As the saying goes, it can take 20 years to build a reputation and only five minutes to ruin it.
Bridging the Gap: Moving to the “Path to Yes”
A common structural failure in organizations is the “isolation of objectives”. While CEOs generally care about increasing revenue, decreasing costs, and reducing risk, individual teams often work at cross-purposes :
- Business units focus solely on revenue.
- Operations focus on cost reduction.
- Security and risk teams focus exclusively on eliminating risk.
This mindset creates a culture where teams feel they can only succeed at the expense of others. To solve this, Sandeep recommends adopting a partner mindset. Security should not be a “Department of No”. Instead, security professionals should provide a “Path to Yes,” outlining the specific conditions or guardrails required to make a business initiative safe. The ultimate goal of any program should be to maximize business value at a minimum risk and minimum cost.
The Virtuous Cycle: Blameless Postmortems
Security is a field that is often only “felt” when it fails. How an organization handles an incident defines its culture.
- Avoid the Blame Game: If you look for a “proverbial neck to hang” when an employee makes a mistake, people will stop reporting incidents.
- Celebrate the Messenger: Organizations should make it extremely easy to raise an alarm and celebrate those who do, even if the alarm turns out to be false.
- Blameless Postmortems: Focus on why something happened rather than who did it. This fosters a “virtuous cycle” where transparency improves the collective security posture.
Modernizing Awareness: Tech Over Training
Sandeep is notably critical of traditional, hour-long security awareness training, which most users find miserable. He suggests that modern technology can “minimize the cognitive load” on users, effectively solving the problems that training aims to address:
- Phishing: Implementing FIDO-compliant hardware security keys provides phishing-resistant MFA, potentially eliminating the need for traditional phishing training.
- Passwords: Passkeys and passwordless authentication remove the burden of creating and rotating complex passwords.

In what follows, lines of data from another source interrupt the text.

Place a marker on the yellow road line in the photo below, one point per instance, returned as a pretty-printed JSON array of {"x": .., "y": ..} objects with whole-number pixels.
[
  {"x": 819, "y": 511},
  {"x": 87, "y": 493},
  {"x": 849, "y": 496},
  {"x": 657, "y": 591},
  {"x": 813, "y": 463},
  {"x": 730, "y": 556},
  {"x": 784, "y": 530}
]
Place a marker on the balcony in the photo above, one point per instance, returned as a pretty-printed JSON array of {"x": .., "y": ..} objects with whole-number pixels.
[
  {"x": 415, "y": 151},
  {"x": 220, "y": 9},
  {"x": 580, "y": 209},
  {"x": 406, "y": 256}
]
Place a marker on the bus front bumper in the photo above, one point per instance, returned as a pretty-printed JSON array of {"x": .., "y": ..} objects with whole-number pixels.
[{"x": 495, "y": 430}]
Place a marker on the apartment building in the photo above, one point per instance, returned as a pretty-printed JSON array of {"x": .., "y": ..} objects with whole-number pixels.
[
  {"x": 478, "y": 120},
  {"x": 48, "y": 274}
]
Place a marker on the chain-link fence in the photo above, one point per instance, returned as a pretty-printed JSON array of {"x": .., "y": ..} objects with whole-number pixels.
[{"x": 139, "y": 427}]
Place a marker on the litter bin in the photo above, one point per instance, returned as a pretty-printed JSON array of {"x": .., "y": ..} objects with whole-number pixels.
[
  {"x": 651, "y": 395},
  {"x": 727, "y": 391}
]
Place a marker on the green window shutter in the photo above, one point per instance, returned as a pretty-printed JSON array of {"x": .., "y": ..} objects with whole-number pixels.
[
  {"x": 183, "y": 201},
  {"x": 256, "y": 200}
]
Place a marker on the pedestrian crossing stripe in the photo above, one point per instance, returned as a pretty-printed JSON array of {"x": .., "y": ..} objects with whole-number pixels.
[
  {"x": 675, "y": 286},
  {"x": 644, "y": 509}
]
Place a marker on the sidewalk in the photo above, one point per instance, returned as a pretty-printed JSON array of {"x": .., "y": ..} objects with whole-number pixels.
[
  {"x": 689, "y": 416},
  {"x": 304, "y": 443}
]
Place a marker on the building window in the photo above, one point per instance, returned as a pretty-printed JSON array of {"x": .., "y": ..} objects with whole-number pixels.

- Data Leakage: Using cloud-native document sharing (sending links instead of attachments) ensures that even if an email is sent to the wrong person, no data is leaked unless they are explicitly granted access.
Security Boundaries and Real-Time Audits
Implementing the Principle of Least Privilege is essential but difficult. For technical resources, Infrastructure as Code (IaC) is the best tool because it allows an organization to define exactly what is allowed and disallowed in an environment.
For human users, Sandeep recommends a data-driven approach:
- Start Broad, then Narrow: Give wider permissions initially, then use policy intelligence tools to analyze historical activity. If a user only uses 70 out of 4,000 granted permissions, the policy can be intelligently narrowed down.
- Environment Specificity: Production environments should be highly risk-averse, while innovation sandboxes and dev-test environments should be liberal to encourage productivity.
Crucially, the cloud requires real-time auditing. Traditional periodic audits (every 6–12 months) are ineffective because the cloud is a “living, breathing animal”. By the time an offline spreadsheet checklist is remediated, the cloud environment has likely changed by 50-60%.
Compliance is a Milestone, Not a Destination
There is a common debate regarding compliance vs. security. Sandeep views certifications (like SOC 2 or HIPAA) as milestones and “checkpoints to benchmark yourself against the industry”. While they provide a necessary structure to otherwise nebulous risk management and build trust with external stakeholders, they do not equal 100% security. You can be compliant while still being “horrible in security”. Ultimately, the goal is risk management, not a “bunch of paper”.